Eppure, sull’indicazione del ministro dell’Istruzione Valditara di vietare l’uso dei cellulari a scuola, l’opinione di Mameli non è negativa: “All’interno di uno spazio come la scuola, che è dedicato alla socializzazione reale, potremmo dire analogica, non trovo sbagliato che si estromettano quegli strumenti che distraggono da questo scopo.

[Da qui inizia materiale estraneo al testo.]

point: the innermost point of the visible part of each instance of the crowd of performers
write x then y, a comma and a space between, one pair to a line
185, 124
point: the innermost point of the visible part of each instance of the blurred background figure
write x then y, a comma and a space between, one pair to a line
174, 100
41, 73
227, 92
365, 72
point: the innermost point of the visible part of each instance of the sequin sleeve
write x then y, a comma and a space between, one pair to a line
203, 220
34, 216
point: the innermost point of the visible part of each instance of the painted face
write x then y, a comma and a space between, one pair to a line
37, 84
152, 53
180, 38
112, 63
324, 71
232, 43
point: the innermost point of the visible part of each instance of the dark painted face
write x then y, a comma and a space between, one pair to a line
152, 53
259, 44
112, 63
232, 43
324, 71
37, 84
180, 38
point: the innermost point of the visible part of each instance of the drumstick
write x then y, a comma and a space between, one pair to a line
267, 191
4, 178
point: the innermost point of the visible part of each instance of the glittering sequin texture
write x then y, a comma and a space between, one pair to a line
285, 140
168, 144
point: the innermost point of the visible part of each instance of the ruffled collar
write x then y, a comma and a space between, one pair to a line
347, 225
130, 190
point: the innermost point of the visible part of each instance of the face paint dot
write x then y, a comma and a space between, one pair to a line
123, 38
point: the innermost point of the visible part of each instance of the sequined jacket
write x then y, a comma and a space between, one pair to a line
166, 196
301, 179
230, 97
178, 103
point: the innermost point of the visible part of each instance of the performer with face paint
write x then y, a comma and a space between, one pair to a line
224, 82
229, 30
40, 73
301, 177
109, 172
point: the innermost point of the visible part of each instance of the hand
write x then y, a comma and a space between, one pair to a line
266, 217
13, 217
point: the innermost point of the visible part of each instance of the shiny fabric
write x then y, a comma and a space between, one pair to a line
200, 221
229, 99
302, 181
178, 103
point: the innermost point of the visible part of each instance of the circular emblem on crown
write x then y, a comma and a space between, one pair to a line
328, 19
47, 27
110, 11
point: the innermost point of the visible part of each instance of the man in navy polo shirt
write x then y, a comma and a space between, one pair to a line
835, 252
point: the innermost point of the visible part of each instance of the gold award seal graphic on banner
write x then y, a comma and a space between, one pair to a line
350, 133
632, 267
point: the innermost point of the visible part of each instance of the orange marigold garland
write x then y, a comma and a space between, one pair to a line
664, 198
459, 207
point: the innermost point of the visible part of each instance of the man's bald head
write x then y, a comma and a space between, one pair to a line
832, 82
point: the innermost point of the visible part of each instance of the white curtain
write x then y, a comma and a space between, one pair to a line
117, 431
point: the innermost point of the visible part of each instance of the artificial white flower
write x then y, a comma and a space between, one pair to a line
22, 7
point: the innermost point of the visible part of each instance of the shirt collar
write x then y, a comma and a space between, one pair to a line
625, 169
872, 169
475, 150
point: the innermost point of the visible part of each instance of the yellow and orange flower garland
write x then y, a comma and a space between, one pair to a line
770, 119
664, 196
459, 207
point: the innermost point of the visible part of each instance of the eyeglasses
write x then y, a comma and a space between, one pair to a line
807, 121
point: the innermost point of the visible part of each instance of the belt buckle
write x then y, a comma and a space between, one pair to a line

Naturalmente quando cellulari e tablet non siano necessari come strumenti compensativi per i ragazzi con difficoltà cognitive”. Il rischio, per un adolescente troppo prigioniero della sua dimensione social, è che “non sia poi più in grado di socializzare in maniera adeguata senza passare attraverso il mezzo elettronico”. Gli adulti non sono immuni da questa piaga: “Ma almeno in teoria dovrebbero avere degli strumenti per discernere ciò che è artificioso da ciò che ha una dimensione di realtà”, osserva lo psicoterapeuta, “e anche un bagaglio etico che li aiuti a distinguere ciò che è giusto da ciò che non lo è. Per quanto, anche per i più cresciuti, quel discernimento non sia sempre così facile”.

Gli esperimenti

È probabile che in futuro altri Paesi vengano tentati dalla linea proibizionista, per frenare il caos social. Al momento, la maggior parte si regola perlopiù chiedendo il consenso dei genitori per creare, sulle varie piattaforme, degli account per chi ha meno di una certa età, che di solito varia dai 13 ai 16 anni. Pochi invece puntano sulla cosiddetta media education, ossia dei programmi scolastici che istruiscano sull’utilizzo dei media: in questo la Finlandia recita la parte del pioniere, ma qualche esperimento si sta diffondendo qua e là. Anche in Sardegna, dove l’Università di Sassari ha progettato un master di primo livello sulla Media education, nato da una collaborazione col Comitato regionale per le comunicazioni, che intende “formare i formatori” sul giusto approccio alle tante opportunità oggi concesse dalla tecnologia.